Double immunostaining on cryosections of rat liver

Double immunostaining on cryosections of rat liver were performed as previously described [29,30]. Liver tissue from five rats per group were blocked with 0.3% H2O2 in methanol for endogenous peroxidase activity. Double staining experiments on rat livers for desmin in combination with Bcl-2 or caspase-9 were performed. Immunohistochemical examination was carried out by a researcher blind to the experimental design. The percentage of cells coexpressing Bcl-2/desmin or caspase-9/desmin was determined by counting the number of Bcl-2-positive or caspase-9-positive cells in desmin-positive cells in three different fields per slide from three slides.
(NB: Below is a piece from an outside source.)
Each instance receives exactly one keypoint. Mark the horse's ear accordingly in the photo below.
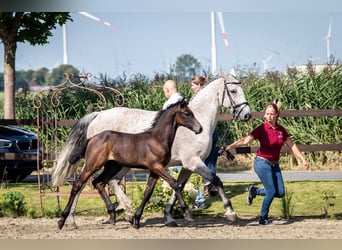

Quantitative RT-PCR analysis of apoptosis-related gene expression

HSCs from three rats per group were isolated from rat livers by perfusion of collagenase and pronase, followed by centrifugation (1500 g, 17 min) over a Nycodenz gradient, as described above. The extracted total RNA of HSCs from three rats per group was reverse transcribed into cDNA using an ExScript RT reagent Kit (Takara, Kusatsu, Japan). Real-time PCR was performed using the SYBR Premix ExTaq (Takara) on a LightCycler (Roche Diagnostics GmbH, Penzberg, Germany). The sense and antisense primers used in this study are as follows: Bcl-2 (NM-016993, 116 bp), 5′-TGAACCGGCATCTGCACAC-3′ and 5′-CGTCTTCAGAGACAGCCAGGAG-3′; caspase-9 (NM_031632, 206 bp), 5′-TGCACTTCCTCTCAAGGCAGGACC-3′ and 5′-TCCAAGGTCTCCATGTACCAGGAGC-3′; and glyceraldehyde-3-phosphate dehydrogenase (NM-002046, 450bp), 5′-ACCACAGTCCATGCCATCAC-3′ and 5′-TCCACCACCCTGTTGCTGTA-3′. PCR was performed as follows: 95 °C for 10 s, followed by 40 cycles of denaturation at 95 °C for 5 s and annealing/extension at 60 °C for 20 s. Each sample was run in triplicate. Independent experiments were repeated twice. Glyceraldehyde-3-phosphate dehydrogenase was used as endogenous control. Relative gene expression levels were calculated by the 2[-Delta Delta C(T)] method [19].

Western blot analysis of apoptosis-related gene expression

Total proteins were prepared by standard procedures and quantified by the bicinchoninic acid method (Pierce, Rockford, IL, USA). Thirty micrograms of protein per sample was loaded onto a 10% SDS/PAGE gel. After electrophoresis, the protein was transferred onto a poly(vinylidene difluoride) membrane (Millipore, Billerica, MA, USA) by electroelution. The membrane was incubated with antibody against Bcl-2 or caspase-9 (1 : 500; Santa Cruz, CA, USA) overnight at 4 °C, and with horseradish peroxidase-conjugated goat anti-(mouse IgG) (1 : 5000; Jackson ImmunoResearch) for 2 h at room temperature. After washing, the membrane was processed using SuperSignal West Pico chemiluminescent substrate (Pierce), and antibody against actin (Santa Cruz, CA, USA) (1 : 500) as an internal standard.

Statistical analysis

All of the results are expressed as mean ±standard deviation. Statistical analysis was performed with Student’s t-test for comparison of two groups, and with anova for multiple comparisons. In both cases, differences with P < 0.05 were considered to be statistically significant.


This work was supported by the Foundation of Shanghai Commission of Science Technology of Research Program (O7JC14044).